When First Lady Rachel Ruto visited Baringo Primary School in Nakuru County, the occasion became much more than a ceremonial stop. It gave Environment and Climate Change Principal Secretary Dr. Festus Ng'eno a platform to highlight one of Kenya's most determined conservation pushes. The Mau Forest Complex Integrated Conservation and Livelihood Improvement Programme — MFC-ICLIP — is steadily rewriting the story of one of East Africa's most critical water towers, combining environmental restoration with direct support for the communities who live on its edges.

On the ground, the environmental gains are becoming hard to ignore. The programme has restored over 1,500 hectares of degraded forest by planting roughly 1.5 million tree seedlings at the Marindas and Gacharage restoration sites. These numbers tell a story of land once stripped bare now inching back toward forest cover — a meaningful shift for a catchment system that feeds rivers and sustains millions of Kenyans downstream.

The Adopt-a-Forest campaign has broadened the scope of participation well beyond government. Leaders and institutions have collectively taken on 1,635 hectares under the scheme. Among those who have signed on are President William Ruto, Nakuru Governor Susan Kihika, Safaricom, Kenya Commercial Bank, and Kenya Power. Their involvement signals growing recognition among both public figures and the private sector that reversing the Mau's decline is a shared national responsibility.

At the community level, the impact on farmers has been substantial. More than 10,230 farmers are now being supported across a range of agricultural value chains that include potatoes, pyrethrum, avocado, tree nurseries, dairy farming, fodder production, and beekeeping. For many households in the Mau catchment, this diversified support has offered a more stable income — reducing the economic pressure that has long pushed families toward encroaching on forest land.

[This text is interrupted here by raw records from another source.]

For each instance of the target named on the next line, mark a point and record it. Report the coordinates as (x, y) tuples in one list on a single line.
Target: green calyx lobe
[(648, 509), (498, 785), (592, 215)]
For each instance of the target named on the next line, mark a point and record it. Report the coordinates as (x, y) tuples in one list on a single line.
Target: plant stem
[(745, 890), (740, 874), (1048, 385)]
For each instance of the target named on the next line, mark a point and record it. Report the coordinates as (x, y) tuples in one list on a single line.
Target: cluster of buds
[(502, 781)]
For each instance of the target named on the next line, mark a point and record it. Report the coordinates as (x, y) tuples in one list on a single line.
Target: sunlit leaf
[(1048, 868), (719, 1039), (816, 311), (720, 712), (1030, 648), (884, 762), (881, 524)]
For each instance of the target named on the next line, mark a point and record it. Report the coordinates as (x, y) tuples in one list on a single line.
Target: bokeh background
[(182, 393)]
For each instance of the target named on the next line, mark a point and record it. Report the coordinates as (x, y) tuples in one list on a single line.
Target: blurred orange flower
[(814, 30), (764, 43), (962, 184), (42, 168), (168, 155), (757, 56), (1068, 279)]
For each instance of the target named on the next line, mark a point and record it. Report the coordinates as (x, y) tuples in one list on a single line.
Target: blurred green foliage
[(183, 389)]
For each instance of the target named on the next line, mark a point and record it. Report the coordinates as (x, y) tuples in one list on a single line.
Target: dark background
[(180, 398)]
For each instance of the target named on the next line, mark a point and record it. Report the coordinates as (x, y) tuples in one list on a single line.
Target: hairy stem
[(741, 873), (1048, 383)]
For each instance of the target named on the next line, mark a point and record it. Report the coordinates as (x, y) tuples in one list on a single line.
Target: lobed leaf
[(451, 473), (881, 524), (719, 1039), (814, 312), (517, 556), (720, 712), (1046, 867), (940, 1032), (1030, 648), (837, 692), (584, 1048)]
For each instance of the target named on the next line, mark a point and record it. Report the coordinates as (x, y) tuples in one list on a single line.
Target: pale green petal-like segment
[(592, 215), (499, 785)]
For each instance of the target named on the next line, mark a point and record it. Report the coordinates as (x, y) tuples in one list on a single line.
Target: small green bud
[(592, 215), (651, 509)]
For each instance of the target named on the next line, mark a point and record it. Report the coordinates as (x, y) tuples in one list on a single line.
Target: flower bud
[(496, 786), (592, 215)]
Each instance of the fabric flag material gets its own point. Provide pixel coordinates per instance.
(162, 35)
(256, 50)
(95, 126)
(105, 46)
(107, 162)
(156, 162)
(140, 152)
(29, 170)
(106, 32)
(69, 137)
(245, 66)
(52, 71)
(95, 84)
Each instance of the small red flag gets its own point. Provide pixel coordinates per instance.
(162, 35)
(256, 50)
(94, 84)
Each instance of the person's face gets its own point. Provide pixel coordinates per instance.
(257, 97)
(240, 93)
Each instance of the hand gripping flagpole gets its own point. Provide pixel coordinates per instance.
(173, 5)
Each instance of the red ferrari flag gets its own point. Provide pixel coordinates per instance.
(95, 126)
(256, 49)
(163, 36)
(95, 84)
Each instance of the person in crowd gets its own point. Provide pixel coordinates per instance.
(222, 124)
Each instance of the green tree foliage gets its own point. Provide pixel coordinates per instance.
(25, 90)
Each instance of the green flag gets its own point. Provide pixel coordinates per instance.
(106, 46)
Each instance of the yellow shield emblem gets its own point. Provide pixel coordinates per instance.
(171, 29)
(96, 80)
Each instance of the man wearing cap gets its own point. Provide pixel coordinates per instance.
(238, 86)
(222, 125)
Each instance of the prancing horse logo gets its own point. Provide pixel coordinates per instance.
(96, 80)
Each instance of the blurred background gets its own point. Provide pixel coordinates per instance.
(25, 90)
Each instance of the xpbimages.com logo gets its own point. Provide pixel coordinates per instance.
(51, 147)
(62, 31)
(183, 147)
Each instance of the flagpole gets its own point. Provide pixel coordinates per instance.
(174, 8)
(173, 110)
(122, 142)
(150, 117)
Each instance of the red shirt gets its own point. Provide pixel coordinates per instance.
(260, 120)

The programme is also piloting new agricultural ventures to further expand farmer options. Coffee and tea farming are being trialled in the area, with cocoa cultivation set to be introduced as another option. Adding these crops to the mix is intended to deepen income diversity and further delink community livelihoods from dependence on the forest.

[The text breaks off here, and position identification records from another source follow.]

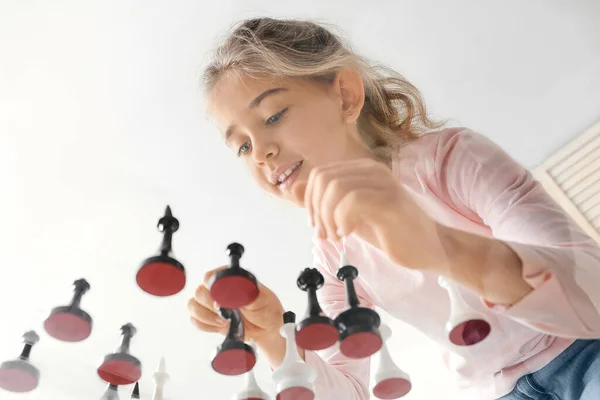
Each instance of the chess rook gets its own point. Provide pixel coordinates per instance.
(121, 368)
(294, 379)
(251, 390)
(70, 323)
(234, 357)
(465, 327)
(160, 378)
(358, 326)
(136, 391)
(390, 381)
(20, 376)
(111, 393)
(316, 331)
(233, 287)
(163, 275)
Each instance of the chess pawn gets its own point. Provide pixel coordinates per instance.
(163, 275)
(358, 326)
(294, 379)
(121, 368)
(136, 391)
(465, 327)
(112, 393)
(233, 287)
(70, 323)
(316, 331)
(160, 378)
(234, 357)
(251, 390)
(390, 381)
(19, 376)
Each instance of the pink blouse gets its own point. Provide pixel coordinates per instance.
(465, 181)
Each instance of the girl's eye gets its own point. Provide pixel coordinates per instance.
(245, 148)
(275, 118)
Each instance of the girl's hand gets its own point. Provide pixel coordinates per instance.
(262, 318)
(363, 197)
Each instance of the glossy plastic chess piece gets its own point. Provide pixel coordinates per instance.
(234, 357)
(111, 393)
(294, 379)
(233, 287)
(466, 327)
(163, 275)
(20, 376)
(70, 323)
(160, 378)
(316, 331)
(136, 391)
(390, 381)
(121, 368)
(251, 390)
(358, 326)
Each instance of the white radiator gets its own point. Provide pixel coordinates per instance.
(572, 178)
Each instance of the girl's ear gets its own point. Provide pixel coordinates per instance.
(349, 88)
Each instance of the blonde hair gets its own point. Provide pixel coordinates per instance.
(394, 111)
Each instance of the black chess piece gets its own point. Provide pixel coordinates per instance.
(70, 323)
(358, 326)
(121, 368)
(233, 287)
(163, 275)
(20, 376)
(234, 357)
(316, 331)
(136, 391)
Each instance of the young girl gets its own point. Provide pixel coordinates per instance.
(318, 126)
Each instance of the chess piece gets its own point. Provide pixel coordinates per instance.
(20, 376)
(112, 393)
(294, 379)
(316, 331)
(160, 378)
(233, 287)
(121, 368)
(70, 323)
(465, 327)
(163, 275)
(390, 381)
(136, 391)
(251, 390)
(234, 357)
(358, 326)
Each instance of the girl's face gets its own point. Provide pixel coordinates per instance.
(282, 128)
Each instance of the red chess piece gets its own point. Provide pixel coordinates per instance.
(70, 323)
(390, 381)
(163, 275)
(465, 327)
(20, 376)
(233, 287)
(234, 357)
(121, 368)
(316, 331)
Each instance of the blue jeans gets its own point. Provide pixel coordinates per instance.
(573, 375)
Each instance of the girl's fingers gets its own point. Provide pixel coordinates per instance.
(205, 315)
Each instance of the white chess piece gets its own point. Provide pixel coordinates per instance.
(112, 393)
(160, 378)
(251, 390)
(465, 326)
(390, 381)
(294, 379)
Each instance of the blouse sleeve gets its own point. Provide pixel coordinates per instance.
(559, 260)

Dr. Ng'eno stressed that the ten-year, community-owned initiative has a clear overarching goal: to reverse the degradation of the Mau Forest while confronting the socioeconomic conditions that have accelerated it. Forest restoration, livelihood improvement, environmental education, and circular economy activities are all woven into the programme's framework. The motto binding it all together — "Linda Mau, Boresha Maisha," meaning Protect Mau, Improve Lives — speaks to the inseparable link between the forest's health and the wellbeing of the people around it.